Nanoping uses timestamp function in a ethernet controller hardware. Hardware timestamp is driven oscillator on the ethernet controller, threrfore the accuracy of the nanoping measurement depends on the acuracy of it.
For example, Intel X550 ethernet controller has 80MHz oscillator for the time stamp hardware (*1). The resolution is a 12.5ns tick. Nanoping can record all timestamps in the accuracy. However, each individual internal oscillator has its unique characteristics, Usually, a little clock difference exists in some PPMs (up to 50ppm). So without external reference clock to calibrate the internal oscillator, the clock diffrence between client and server ethernet controllers generate some errors to prevent enough accurate OWD (one-way dealy) calucuration.
(*1) Intel Ethernet controller X550 Datasheet 7.7 Time SYNC (IEEE1588 and 802.1AS)
With the --log option, nanoping records all packet timestamp.
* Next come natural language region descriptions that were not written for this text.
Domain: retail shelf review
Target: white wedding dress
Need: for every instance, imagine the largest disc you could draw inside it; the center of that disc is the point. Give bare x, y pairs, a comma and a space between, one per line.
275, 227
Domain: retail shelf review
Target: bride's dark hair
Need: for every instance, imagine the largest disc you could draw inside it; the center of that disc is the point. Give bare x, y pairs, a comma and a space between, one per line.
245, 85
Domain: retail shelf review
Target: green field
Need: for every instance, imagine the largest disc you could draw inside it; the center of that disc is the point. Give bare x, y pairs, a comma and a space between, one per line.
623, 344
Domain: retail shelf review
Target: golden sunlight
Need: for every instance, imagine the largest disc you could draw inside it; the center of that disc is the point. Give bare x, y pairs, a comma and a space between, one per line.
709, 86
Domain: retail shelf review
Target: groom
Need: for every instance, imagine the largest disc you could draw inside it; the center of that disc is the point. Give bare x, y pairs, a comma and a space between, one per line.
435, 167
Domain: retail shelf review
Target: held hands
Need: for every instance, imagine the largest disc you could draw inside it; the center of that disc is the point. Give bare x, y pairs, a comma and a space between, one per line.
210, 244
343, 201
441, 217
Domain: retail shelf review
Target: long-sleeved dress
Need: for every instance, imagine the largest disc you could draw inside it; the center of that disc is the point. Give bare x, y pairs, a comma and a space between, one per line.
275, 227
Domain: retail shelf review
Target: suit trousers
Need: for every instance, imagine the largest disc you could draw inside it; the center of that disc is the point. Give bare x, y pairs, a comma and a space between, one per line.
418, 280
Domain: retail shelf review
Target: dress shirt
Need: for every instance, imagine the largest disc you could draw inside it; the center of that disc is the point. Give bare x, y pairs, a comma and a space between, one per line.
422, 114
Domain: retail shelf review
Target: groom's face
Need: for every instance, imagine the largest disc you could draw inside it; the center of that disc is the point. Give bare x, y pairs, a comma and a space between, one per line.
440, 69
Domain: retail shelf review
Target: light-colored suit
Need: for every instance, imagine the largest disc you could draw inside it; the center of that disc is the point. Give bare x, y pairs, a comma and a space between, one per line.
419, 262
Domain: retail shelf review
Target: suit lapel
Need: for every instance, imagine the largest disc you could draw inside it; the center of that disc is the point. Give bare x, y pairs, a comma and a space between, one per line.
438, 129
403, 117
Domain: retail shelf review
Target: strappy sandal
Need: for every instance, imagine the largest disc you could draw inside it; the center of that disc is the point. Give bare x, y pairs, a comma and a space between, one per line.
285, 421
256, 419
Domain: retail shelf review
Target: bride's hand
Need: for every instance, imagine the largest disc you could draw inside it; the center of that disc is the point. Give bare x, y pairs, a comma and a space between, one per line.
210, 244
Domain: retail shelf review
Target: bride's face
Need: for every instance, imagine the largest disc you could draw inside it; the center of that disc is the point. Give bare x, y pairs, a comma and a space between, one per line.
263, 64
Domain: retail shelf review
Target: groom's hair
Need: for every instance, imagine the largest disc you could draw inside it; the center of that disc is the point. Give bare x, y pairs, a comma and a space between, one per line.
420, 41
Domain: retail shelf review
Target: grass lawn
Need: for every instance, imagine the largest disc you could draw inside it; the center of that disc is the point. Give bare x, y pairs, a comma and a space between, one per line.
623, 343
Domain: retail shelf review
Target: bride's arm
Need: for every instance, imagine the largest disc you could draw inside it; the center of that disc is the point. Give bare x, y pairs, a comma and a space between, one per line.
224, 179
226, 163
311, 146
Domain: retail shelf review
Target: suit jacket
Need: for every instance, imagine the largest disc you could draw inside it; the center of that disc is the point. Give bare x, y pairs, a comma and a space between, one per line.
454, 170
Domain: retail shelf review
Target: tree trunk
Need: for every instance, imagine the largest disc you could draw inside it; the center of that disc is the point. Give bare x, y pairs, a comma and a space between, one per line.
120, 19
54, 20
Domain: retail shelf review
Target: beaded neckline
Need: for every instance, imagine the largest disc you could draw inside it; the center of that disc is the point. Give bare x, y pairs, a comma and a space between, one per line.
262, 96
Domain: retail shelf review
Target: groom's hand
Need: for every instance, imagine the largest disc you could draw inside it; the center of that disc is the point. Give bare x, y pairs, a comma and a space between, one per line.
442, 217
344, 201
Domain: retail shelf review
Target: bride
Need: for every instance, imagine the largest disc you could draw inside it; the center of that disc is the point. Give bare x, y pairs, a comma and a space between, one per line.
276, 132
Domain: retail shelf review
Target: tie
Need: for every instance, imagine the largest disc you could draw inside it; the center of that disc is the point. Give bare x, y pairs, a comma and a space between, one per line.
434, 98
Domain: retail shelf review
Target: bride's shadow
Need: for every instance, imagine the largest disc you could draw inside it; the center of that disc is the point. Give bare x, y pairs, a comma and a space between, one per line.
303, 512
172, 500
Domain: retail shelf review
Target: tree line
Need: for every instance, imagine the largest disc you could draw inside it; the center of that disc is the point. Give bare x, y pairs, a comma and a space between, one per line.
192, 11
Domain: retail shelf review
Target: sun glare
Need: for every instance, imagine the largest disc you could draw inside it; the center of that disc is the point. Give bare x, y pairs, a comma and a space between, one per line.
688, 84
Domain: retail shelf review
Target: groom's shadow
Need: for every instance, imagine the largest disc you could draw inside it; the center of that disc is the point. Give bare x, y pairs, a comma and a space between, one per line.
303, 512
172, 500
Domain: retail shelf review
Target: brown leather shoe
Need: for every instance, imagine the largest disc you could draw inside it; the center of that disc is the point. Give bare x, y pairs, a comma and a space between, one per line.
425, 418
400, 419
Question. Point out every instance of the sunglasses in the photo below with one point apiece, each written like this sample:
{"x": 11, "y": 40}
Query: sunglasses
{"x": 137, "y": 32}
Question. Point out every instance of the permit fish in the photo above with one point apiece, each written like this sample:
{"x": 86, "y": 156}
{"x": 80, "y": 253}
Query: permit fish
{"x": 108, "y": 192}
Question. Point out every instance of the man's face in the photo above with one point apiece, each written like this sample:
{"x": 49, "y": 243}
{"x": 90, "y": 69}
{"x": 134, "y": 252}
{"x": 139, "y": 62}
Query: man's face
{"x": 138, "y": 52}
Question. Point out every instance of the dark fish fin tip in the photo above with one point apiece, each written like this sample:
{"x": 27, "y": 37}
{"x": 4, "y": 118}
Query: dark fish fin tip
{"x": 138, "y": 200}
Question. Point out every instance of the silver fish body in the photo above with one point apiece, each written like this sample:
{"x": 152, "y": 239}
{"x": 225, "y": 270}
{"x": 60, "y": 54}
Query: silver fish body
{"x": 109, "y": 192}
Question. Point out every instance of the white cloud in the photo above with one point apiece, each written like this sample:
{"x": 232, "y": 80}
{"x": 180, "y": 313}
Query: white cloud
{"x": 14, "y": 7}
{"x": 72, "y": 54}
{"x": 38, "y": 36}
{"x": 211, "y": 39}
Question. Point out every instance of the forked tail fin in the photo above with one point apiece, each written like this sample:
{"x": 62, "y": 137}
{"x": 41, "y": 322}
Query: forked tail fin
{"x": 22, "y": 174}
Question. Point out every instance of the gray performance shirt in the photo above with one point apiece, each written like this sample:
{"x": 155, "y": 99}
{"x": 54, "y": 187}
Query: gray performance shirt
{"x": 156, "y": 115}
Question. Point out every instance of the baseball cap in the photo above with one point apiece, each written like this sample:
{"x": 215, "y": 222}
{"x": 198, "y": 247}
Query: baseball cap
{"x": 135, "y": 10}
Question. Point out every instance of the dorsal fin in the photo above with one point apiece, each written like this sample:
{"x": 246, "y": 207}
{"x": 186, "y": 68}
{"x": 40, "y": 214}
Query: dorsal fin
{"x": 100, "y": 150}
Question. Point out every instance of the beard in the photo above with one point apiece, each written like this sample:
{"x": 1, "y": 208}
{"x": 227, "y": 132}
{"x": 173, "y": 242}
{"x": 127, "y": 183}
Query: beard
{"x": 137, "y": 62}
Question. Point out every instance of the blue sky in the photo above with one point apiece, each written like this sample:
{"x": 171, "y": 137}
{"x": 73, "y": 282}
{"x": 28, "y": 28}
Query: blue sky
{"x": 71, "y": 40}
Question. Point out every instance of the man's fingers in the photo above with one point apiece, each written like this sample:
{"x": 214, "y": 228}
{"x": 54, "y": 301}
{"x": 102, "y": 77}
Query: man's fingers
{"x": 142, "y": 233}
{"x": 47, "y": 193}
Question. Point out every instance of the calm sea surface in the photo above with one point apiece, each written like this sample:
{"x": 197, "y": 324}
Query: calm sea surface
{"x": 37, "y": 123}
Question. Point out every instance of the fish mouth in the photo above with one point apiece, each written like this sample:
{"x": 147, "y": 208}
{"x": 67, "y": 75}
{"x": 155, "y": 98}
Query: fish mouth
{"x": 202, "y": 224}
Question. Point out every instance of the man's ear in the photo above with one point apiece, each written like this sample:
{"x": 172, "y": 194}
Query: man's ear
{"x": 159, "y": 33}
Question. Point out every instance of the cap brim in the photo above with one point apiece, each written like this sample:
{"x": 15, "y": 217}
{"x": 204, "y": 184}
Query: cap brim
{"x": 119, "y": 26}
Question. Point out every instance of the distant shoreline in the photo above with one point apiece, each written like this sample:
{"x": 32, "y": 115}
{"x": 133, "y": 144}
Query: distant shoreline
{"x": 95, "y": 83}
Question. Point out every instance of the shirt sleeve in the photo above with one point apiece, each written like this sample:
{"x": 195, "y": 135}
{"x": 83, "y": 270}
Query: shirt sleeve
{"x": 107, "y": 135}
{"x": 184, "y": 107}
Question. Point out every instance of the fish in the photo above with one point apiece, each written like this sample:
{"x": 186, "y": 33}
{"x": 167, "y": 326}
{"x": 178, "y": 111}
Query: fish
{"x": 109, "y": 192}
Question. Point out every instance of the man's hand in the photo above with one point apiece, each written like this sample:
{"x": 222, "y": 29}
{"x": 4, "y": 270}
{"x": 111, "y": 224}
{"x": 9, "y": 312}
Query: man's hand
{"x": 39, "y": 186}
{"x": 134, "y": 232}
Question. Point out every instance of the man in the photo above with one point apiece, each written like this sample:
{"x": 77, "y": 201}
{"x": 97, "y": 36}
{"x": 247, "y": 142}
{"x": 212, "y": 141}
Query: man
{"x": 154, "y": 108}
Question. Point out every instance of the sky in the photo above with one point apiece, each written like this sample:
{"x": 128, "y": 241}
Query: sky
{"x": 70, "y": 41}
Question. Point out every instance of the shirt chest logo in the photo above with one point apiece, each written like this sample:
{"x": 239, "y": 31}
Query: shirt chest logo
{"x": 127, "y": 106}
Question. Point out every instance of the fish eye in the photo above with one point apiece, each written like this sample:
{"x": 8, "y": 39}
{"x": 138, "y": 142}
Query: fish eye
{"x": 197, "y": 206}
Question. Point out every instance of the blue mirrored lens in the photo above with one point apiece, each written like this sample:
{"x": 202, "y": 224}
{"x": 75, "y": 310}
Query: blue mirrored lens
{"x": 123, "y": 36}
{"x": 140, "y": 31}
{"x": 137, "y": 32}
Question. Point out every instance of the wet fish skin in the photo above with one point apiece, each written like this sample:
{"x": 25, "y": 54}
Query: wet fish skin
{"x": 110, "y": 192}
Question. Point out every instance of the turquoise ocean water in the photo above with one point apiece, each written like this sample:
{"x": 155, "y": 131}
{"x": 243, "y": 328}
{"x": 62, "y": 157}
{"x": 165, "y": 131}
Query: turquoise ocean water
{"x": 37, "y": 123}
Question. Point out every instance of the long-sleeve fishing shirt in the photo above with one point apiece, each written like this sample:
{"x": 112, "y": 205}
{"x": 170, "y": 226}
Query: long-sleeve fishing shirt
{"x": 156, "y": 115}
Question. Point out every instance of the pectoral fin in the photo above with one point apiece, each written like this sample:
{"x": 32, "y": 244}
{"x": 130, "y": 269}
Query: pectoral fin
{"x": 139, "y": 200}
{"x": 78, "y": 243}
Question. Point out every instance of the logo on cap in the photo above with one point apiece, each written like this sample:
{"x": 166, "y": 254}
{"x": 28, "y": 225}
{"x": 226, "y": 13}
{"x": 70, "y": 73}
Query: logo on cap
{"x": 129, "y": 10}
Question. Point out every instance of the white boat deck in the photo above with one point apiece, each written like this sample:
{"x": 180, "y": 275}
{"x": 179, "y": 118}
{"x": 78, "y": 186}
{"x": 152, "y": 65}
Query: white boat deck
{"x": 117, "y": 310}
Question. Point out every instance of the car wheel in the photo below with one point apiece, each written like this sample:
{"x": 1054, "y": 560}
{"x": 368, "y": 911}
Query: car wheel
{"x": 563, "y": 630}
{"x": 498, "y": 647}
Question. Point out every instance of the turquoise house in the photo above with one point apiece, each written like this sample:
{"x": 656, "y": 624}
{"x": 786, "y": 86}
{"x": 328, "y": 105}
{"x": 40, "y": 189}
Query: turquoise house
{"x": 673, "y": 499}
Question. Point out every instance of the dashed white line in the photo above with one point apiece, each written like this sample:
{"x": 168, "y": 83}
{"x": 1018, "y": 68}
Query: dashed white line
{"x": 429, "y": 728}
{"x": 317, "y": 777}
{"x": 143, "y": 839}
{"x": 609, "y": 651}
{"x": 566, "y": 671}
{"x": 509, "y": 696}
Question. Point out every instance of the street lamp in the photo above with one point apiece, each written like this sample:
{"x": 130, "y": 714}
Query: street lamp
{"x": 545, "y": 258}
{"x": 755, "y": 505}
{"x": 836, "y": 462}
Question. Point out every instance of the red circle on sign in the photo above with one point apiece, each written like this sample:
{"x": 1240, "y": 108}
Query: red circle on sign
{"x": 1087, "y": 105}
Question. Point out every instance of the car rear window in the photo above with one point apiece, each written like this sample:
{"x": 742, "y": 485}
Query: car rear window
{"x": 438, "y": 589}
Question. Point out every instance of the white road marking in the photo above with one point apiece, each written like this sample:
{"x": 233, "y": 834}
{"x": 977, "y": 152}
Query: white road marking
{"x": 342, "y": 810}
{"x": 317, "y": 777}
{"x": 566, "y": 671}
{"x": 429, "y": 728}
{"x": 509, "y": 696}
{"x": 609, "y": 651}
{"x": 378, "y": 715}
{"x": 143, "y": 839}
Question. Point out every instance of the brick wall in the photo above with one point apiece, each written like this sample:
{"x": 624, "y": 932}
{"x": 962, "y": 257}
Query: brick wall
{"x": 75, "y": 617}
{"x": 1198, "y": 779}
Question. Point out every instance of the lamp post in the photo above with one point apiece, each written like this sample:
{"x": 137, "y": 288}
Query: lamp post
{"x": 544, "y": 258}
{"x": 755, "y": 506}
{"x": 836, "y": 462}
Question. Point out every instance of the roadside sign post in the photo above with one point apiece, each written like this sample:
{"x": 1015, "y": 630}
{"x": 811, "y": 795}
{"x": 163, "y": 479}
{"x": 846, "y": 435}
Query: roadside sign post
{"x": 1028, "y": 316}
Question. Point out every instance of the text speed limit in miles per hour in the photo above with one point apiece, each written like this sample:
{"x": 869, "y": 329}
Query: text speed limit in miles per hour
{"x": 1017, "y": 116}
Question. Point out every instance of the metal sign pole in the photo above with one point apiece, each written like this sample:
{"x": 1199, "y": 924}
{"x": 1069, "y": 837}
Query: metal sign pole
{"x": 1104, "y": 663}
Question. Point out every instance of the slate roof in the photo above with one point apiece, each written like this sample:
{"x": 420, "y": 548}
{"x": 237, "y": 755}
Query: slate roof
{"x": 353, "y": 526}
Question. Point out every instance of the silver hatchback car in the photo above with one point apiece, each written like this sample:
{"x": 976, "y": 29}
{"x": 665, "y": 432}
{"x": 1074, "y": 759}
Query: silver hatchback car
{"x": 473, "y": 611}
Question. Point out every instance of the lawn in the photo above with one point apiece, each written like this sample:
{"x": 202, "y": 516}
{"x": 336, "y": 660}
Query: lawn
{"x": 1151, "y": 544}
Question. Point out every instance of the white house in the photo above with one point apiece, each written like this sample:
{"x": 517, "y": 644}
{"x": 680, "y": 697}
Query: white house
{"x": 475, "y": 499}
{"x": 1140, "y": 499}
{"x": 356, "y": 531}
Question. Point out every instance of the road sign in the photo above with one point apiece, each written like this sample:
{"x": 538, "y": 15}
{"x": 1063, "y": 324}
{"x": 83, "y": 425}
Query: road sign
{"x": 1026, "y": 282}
seq,stat,t0,t1,t2,t3,t3-t0,t2-t1,sum,delta_t,num_txs
2,ok,1541667306.439213316,1541667289.936457336,1541667289.936648473,1541667306.455477441,0.016264125,0.000191137,0.016072988,0.008036494,0
3,ok,1541667306.479411253,1541667289.976654473,1541667289.976845561,1541667306.495676028,0.016264775,0.000191088,0.016073687,0.008036843,0
4,ok,1541667306.519617941,1541667290.016862798,1541667290.017053523,1541667306.535884953,0.016267012,0.000190725,0.016076287,0.008038143,0
5,ok,1541667306.559821753,1541667290.057067098,1541667290.057258598,1541667306.576086553,0.016264800,0.000191500,0.016073300,0.008036650,0
6,ok,1541667306.600030153,1541667290.097274811,1541667290.097461248,1541667306.616290553,0.016260400,0.000186437,0.016073963,0.008036981,0
7,ok,1541667306.640261566,1541667290.137505873,1541667290.137697973,1541667306.656527566,0.016266000,0.000192100,0.016073900,0.008036950,0
8,ok,1541667306.680469216,1541667290.177714611,1541667290.177904523,1541667306.696738903,0.016269687,0.000189912,0.016079775,0.008039887,0
9,ok,1541667306.720678691,1541667290.217923186,1541667290.218114036,1541667306.736946166,0.016267475,0.000190850,0.016076625,0.008038312,0
10,ok,1541667306.760887441,1541667290.258132511,1541667290.258323798,1541667306.777152741,0.016265300,0.000191287,0.016074013,0.008037006,0
11,ok,1541667306.801080578,1541667290.298324298,1541667290.298513748,1541667306.817348741,0.016268163,0.000189450,0.016078713,0.008039356,0
<snip>
Each line in the log file shows one ping-pong transaction. From the left column,
- Sequence #
- transaction status.
- t0: ping sent time at the client.
- t1: ping recieved time at the server.
- t2: pong sent time at the server.
- t3: pong received time at the client.
- t3-t0: time delta between ping sent and pong received at the client side.
- t2-t1: time delta between ping received and pong sent at the server side.
- sum: (t3-t0)-(t2-t1) (RTT)
- delta_t: RTT/2
- num_txs: debug information, ignore it.